In his letter, Panda has requested the chief minister to work out a proper rehabilitation package for the villager affected and displaced by sea erosion to ensure proper habitation, cropland and other compensations including right to access nearby forests for minor forest produces. “These villagers do understand the value of forest protection and right to forests would mean an increased involvement of the communities in forest protection,” he said.

Besides, he added, by the time a rehabilitation process is finalised, the people in the villages need to be provided with all basic amenities and livelihood support especially because their most of their farmlands are already inside sea and the remaining fields have become saline due to Cyclone Fani making it difficult for them to grow any crop for at least couple of years.

Panda also requested the chief minister to improve the rehabilitation package for Bagapatia inhabitants by speeding up the provision of basic amenities such as water supply, toilets, good roads and providing them croplands and grazing lands.

WIO has written the letter to the chief minister after extensive field visits to the affected areas in Kendrapara and Puri districts.

In March and May, researchers from WIO and journalists conducted studies in Udayanaki village under Astaranga block of Puri and found that people are suffering because of rapidly invading sea. “The invading sea has forced the villagers to relocate themselves thrice since the Super Cyclone in 1999,” Panda said.

After Super Cyclone, the villagers of Udayakani moved inwards to their farmland as their original village went into the sea. Then during Cyclone Phailin in 2014, they had to shift inland again after their settlement got sand cast. While they had been under tremendous stress after losing their homestead and farm lands, Cyclone Fani worsened their condition further by making their remaining land and water sources more saline.

The study by WIO found that villagers had built a drain along the sea to prevent the seepage of saline water to the village. But it failed to protect it from saline ingress during Cyclone Fani. The casuarina forest, which they had planted earlier to protect the village from saline ingress, has been destroyed by Cyclone Fani.

According to the villagers, in the last 50 years, the sea has marched 5 km inland and after 1999, the incursion has been faster. All the 30 individual tube-wells and two tube-wells set up by the government are oozing saline water and the villagers have no option but to consume that water and take bath in saline water. Most of the villagers are affected by hypertension and skin diseases due to constant consumption and use of saline water.

The saline water has caused damage to the livelihood of the villagers. Coconut farming was a major source of livelihood for them but severe salinity in the wind and water has hugely affected it. The WIO team also visited Tandahara village, adjacent to Udayakani and found similar situation there.

In June, WIO led a team of journalists and researchers to Bagapatia rehabilitation colony in Kendrapada where the state government has resettled the displaced people of Satabhaya gram panchayat area after their villages were engulfed by the sea.

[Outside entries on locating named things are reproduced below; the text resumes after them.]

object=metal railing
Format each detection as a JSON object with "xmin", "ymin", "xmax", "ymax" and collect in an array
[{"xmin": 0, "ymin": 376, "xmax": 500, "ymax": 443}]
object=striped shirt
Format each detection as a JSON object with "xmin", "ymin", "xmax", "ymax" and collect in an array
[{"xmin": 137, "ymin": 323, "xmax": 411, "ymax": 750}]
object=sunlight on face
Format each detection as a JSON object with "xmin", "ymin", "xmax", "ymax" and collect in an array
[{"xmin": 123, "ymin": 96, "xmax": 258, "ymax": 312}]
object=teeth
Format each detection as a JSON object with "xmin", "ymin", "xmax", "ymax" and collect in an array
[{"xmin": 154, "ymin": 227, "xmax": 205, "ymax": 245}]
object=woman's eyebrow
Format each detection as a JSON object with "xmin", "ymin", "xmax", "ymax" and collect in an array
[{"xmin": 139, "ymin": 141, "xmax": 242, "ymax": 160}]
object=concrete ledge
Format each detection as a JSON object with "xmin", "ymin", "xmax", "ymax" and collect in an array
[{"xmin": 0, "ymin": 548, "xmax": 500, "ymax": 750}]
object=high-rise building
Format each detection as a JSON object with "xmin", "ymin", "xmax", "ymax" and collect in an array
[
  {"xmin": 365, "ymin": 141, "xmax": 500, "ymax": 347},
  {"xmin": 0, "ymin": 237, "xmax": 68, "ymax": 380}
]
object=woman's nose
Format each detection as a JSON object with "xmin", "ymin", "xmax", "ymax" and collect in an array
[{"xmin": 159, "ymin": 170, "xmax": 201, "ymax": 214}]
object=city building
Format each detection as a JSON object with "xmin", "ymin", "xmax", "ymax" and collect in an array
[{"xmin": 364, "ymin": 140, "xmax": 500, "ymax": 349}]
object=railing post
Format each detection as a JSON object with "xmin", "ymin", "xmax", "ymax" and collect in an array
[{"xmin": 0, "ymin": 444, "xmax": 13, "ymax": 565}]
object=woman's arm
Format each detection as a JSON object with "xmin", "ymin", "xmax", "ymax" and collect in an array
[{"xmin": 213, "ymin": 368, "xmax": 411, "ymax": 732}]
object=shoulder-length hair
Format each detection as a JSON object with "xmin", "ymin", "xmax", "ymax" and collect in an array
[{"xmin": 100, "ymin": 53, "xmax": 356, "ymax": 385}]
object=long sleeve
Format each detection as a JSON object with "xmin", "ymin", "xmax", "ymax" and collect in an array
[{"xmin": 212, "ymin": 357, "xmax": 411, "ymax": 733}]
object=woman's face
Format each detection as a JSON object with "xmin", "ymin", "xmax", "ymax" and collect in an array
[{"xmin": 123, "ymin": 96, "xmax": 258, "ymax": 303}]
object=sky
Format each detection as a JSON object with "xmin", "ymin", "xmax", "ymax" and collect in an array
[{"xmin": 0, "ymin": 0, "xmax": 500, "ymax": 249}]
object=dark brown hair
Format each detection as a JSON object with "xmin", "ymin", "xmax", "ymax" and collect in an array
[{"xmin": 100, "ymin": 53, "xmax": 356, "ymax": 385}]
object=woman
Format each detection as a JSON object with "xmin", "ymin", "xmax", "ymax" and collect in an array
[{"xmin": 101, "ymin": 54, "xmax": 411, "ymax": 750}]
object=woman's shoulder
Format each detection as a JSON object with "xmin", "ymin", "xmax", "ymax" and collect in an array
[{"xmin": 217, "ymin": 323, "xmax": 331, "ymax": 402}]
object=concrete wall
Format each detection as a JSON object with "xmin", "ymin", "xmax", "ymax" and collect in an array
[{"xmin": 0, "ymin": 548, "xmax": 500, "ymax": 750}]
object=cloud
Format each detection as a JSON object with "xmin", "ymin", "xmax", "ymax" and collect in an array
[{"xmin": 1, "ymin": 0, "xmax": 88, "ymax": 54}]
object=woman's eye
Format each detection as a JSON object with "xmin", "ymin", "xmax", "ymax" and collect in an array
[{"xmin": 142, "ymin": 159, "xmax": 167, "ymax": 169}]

The team found that many challenges remained to be addressed in the colony.

The amount of support given for house building is too little considering the low lying swampy area where the people have been allotted homestead land. Roads are all kuccha and unsafe, there is no farmland, grazing land for the livestock and access to forests, which make it difficult for people to continue with their traditional livelihood options. “Youths from this area have already started migrating out of the state in search of jobs as their access to their remaining farm lands and fishery in the Satabhaya area is getting shrunk due to an ever encroaching sea and restrictions by the forest department,” Panda said.